Do sítio, além de saudade, dona Ana Primavesi trouxe também sua coleção de miniaturas de elefantes, ampliada a cada viagem à África, e uma respeitável biblioteca sobre agricultura orgânica, solos, agronomia e assuntos afins e afora. Todos os livros foram doados para a Associação de Agricultura Orgânica de São Paulo, que agora busca um espaço no Parque da Água Branca, na capital, para instalar a biblioteca. Carin não sabe dizer quantos livros foram doados pela mãe. Mas diz que dois caminhões cheios saíram de Itaí.
Assim como dona Ana evita entrar no assunto, que não lhe agrada especialmente, eu também pareço estar adiando o inevitável. Mas é isso. Vamos à questão: agora, o sítio da senhora que pode ser considerada a precursora do movimento orgânico no Brasil está à venda. A grande questão é: para quem vender um sítio tão precioso, de grande valor histórico e ambiental? Para quem vender uma propriedade que foi utilizada por dona Ana como laboratório vivo, para provar que a natureza, bem preservada, dá conta de garantir o sustento da humanidade? Para quem vender uma propriedade onde gerações de estudiosos e produtores tanto aprenderam sobre cultivo orgânico, solos e preservação ambiental? A família vê-se no direito de escolher um comprador para o sítio. Não vai vender para qualquer pessoa, que pode destruir todo esse patrimônio ambiental e agronômico.

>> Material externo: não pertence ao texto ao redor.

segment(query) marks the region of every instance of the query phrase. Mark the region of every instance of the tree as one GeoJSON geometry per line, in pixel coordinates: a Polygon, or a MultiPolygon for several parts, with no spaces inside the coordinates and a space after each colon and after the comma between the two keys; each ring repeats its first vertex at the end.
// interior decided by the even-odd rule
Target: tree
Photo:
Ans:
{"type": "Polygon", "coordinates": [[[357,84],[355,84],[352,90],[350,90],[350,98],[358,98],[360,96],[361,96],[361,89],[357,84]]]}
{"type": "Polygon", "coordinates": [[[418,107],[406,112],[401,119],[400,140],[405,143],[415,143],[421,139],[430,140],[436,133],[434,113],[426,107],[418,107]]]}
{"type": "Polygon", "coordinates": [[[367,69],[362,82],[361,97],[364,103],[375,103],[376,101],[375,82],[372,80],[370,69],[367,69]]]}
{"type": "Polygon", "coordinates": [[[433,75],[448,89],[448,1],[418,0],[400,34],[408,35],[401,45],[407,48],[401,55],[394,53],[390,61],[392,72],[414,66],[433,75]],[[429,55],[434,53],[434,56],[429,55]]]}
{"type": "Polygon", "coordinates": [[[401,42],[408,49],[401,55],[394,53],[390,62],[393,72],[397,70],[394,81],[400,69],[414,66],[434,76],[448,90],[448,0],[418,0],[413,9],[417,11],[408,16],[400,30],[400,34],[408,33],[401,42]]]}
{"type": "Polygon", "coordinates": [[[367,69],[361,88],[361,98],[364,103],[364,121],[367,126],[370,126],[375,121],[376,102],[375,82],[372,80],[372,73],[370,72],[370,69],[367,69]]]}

Para tentar achar uma solução para a questão, nesta próxima sexta-feira, dia 2 de março, um grupo de pessoas ligadas ao movimento orgânico no País vai se reunir na casa de dona Ana Primavesi. “Várias cabeças pensam melhor do que uma”, diz dona Ana, reafirmando a vocação para a preservação da biodiversidade. Entre as soluções aventadas, tentar encontrar algum grande empresário com mentalidade preservacionista, que transforme a área em polo difusor de ecologia. Ou algum grande produtor orgânico, que mantenha a linha adotada por dona Ana nesses anos todos. Sugestões são bem-vindas. E podem ser enviadas para os comentários deste blog.